The House at the Stone Bell (Stone Bell House) is an unusually well-preserved example of Gothic palace architecture of a tower character. It is located on the east side of Old Town Square in Prague. Its history dates back to the second half of the 13th century. The oldest part was preserved in the basements and ground floor of the south wing. Due to the age of the building and its uniqueness, it is one of the most remarkable sights in Prague.
The house has a richly decorated Gothic facade made in the early 14th century, i.e. before the work of Petr Parléř in Prague. The building received the moniker of Stone Bell House only in 1417 thanks to its corner bell. The bell was placed here perhaps as a reminder of the historical events of 1310. It is said that Berenger, the chaplain of Elizabeth of Bohemia, used the bell to signal John of Luxembourg that he and his army could come for Elizabeth and thus occupy the Old Town without a fight.
The house was probably built as a palace for the royal family, i.e. mainly for Eliška Přemyslovná and her family. Although no written records survive, it is attested by the character of the sculptural decoration, which has survived in fragments.
In 1363 the house passed into the ownership of an old Prague burgher. Subsequent modifications to the house changed its Gothic character beyond recognition, especially the Baroque reconstruction in 1685.
Today's appearance is the result of extensive renovation in progress since 1961, when it was decided that the building would be returned to its original Gothic appearance. The work was very demanding and carried out slowly so as to avoid damage to valuable Gothic parts of the building. In front of the Old Town Square there was even a regular stonework smelter, probably the same as it was in the 14th century.

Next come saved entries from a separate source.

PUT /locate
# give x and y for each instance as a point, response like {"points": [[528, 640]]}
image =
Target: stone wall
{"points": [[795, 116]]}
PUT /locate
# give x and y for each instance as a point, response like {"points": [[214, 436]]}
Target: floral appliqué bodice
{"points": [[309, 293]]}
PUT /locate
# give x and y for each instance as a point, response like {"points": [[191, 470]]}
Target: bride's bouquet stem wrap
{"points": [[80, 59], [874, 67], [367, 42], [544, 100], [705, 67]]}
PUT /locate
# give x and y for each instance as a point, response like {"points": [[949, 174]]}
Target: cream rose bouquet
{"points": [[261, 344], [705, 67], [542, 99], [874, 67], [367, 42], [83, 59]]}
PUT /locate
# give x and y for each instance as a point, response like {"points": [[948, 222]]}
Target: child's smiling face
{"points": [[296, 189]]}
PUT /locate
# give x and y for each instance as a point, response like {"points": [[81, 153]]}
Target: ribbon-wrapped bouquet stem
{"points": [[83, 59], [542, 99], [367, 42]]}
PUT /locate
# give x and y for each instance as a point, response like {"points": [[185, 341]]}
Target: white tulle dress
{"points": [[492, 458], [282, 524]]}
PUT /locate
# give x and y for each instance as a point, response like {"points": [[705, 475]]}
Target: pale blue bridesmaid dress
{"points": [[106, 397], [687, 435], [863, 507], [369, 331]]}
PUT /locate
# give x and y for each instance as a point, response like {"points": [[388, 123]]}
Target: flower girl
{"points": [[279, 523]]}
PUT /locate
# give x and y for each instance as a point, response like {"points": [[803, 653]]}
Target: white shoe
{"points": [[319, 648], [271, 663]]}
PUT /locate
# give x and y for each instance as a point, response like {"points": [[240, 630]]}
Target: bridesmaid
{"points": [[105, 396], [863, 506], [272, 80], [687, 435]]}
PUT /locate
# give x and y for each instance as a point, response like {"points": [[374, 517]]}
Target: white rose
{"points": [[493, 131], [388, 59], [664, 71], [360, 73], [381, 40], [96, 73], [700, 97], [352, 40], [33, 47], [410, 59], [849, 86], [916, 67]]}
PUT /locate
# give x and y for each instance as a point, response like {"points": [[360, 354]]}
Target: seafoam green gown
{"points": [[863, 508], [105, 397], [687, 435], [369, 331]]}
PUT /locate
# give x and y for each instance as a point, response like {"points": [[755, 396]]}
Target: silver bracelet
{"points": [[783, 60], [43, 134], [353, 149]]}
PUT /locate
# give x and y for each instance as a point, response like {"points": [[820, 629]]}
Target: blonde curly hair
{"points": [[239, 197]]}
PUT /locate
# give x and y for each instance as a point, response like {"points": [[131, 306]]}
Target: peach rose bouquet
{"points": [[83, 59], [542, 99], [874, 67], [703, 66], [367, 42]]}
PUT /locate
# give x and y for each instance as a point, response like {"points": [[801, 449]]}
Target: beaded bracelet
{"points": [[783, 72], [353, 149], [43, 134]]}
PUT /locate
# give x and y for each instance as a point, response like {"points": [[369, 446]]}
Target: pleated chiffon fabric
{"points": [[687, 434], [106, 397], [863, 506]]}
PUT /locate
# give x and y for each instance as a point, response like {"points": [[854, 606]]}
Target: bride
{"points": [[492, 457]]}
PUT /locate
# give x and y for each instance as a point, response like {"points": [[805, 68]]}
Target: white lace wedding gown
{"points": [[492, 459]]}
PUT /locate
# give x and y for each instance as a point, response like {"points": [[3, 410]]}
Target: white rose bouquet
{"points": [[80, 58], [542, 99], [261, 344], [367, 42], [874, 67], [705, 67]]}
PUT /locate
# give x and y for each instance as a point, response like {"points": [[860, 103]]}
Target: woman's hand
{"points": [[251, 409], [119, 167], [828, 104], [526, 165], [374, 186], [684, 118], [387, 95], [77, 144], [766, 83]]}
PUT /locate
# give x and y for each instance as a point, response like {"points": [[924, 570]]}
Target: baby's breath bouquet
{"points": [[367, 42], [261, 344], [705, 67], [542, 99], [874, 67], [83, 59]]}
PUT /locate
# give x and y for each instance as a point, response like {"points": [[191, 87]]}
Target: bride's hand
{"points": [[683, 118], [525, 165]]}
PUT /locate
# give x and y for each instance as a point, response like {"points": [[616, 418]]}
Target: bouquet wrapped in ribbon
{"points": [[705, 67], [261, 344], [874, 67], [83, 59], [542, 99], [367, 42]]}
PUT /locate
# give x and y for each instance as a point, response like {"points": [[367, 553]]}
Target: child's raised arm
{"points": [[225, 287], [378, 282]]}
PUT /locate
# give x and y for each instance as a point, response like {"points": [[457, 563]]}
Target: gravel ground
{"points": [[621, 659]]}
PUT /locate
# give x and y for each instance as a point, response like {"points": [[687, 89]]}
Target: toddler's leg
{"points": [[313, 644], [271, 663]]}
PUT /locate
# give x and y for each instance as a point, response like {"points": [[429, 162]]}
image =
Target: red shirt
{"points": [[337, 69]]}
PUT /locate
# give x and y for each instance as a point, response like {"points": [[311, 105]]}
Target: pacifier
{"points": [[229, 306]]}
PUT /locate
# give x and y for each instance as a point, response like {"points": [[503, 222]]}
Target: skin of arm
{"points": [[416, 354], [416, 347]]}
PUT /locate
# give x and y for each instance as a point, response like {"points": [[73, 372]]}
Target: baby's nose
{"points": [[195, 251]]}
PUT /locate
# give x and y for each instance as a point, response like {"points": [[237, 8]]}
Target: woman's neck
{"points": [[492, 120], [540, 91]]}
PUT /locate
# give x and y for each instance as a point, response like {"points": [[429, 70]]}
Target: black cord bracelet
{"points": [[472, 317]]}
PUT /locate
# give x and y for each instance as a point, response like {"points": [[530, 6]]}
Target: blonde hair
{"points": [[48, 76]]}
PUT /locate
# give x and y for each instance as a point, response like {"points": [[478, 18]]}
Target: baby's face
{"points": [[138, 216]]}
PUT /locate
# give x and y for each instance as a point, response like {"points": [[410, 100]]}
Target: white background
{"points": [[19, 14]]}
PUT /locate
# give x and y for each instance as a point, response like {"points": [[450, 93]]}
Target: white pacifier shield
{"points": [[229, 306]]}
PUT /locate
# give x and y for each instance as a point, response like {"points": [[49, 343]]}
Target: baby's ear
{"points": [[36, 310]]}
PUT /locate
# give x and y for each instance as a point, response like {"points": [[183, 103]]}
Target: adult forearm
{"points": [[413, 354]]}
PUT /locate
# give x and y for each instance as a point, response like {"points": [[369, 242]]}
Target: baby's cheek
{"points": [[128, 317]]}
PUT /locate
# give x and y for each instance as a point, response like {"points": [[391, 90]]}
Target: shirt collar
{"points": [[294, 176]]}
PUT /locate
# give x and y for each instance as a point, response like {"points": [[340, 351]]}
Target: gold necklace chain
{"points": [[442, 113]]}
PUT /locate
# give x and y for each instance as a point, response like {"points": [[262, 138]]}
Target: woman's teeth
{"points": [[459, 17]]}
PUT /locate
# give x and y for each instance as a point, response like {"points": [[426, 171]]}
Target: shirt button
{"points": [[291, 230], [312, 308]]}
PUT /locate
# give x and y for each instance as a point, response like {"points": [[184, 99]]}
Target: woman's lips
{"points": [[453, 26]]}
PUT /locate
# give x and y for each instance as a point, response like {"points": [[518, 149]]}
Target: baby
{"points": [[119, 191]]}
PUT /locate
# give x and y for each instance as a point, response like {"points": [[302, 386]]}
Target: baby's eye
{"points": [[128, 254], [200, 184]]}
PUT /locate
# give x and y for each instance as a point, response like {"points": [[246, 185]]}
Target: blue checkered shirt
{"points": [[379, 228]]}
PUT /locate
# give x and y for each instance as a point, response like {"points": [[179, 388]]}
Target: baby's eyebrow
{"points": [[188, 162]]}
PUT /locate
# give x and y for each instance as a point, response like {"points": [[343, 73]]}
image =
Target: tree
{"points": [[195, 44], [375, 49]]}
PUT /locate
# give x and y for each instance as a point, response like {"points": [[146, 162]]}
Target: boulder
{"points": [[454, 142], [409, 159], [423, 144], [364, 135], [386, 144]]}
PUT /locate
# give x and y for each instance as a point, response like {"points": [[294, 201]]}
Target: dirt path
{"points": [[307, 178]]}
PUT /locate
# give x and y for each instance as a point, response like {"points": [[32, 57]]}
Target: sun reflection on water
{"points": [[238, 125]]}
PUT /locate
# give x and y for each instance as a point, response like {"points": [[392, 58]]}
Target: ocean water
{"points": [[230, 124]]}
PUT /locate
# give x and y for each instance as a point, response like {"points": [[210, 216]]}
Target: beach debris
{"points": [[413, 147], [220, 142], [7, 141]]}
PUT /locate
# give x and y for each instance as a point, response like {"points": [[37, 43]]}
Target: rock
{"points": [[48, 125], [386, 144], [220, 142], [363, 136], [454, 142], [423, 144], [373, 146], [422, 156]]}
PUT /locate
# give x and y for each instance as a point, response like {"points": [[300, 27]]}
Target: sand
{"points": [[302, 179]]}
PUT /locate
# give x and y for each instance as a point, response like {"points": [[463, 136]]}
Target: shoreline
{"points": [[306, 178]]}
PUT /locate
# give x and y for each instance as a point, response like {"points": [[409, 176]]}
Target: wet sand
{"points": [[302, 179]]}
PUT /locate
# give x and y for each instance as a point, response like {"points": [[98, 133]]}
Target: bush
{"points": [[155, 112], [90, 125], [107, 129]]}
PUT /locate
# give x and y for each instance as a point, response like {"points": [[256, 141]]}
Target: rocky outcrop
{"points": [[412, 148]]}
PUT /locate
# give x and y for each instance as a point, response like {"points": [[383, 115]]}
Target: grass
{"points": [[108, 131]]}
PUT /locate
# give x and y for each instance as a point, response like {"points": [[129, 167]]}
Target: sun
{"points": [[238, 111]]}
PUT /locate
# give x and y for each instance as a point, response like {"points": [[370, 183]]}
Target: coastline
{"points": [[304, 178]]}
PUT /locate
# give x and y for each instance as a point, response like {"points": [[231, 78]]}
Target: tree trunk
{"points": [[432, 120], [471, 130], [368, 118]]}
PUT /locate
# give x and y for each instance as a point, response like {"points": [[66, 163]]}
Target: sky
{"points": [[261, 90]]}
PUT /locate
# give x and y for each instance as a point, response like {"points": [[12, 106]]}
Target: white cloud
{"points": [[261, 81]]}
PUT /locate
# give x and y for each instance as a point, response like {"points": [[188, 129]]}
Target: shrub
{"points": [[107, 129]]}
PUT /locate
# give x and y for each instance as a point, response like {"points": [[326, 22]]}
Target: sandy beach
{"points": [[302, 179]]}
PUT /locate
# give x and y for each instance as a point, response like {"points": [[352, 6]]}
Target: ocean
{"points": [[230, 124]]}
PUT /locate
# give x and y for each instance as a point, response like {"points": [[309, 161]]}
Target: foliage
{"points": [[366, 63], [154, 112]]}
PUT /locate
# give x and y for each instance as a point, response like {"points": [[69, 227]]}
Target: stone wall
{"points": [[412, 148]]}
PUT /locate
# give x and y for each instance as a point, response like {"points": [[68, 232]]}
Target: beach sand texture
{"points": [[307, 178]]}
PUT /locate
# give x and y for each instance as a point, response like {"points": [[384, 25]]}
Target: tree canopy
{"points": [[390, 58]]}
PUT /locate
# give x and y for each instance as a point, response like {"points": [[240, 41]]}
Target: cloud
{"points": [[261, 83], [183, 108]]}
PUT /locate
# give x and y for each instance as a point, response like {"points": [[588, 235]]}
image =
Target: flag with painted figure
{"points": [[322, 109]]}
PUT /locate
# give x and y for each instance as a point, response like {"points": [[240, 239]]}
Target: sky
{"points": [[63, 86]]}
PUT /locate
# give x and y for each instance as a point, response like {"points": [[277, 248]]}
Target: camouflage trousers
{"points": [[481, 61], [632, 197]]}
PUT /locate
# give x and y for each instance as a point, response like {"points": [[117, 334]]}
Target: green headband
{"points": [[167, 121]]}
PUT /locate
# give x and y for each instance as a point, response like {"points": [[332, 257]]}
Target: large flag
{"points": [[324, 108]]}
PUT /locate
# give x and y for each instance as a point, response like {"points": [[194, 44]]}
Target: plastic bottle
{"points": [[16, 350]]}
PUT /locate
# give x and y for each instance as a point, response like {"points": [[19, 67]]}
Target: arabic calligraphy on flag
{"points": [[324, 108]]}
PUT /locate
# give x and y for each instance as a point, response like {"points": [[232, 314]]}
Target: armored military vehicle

The reconstruction later removed three floors and added two Gothic ones. The Baroque roof was replaced by an original chisel-shaped roof, the bricked Gothic windows were reconstructed and original paintings restored.
The Stone Bell House was reopened in 1988. It is home to the Gallery of the Capital City of Prague and it holds temporary exhibitions of contemporary art and concerts. In the basement there is a lapidary with preserved fragments of the original structure.
Prince Charles, who later became Emperor and King Charles IV, probably lived in the Stone Bell House when he returned to Bohemia in 1333. Back then it was probably the only decent dwelling, as Prague Castle was not in good condition.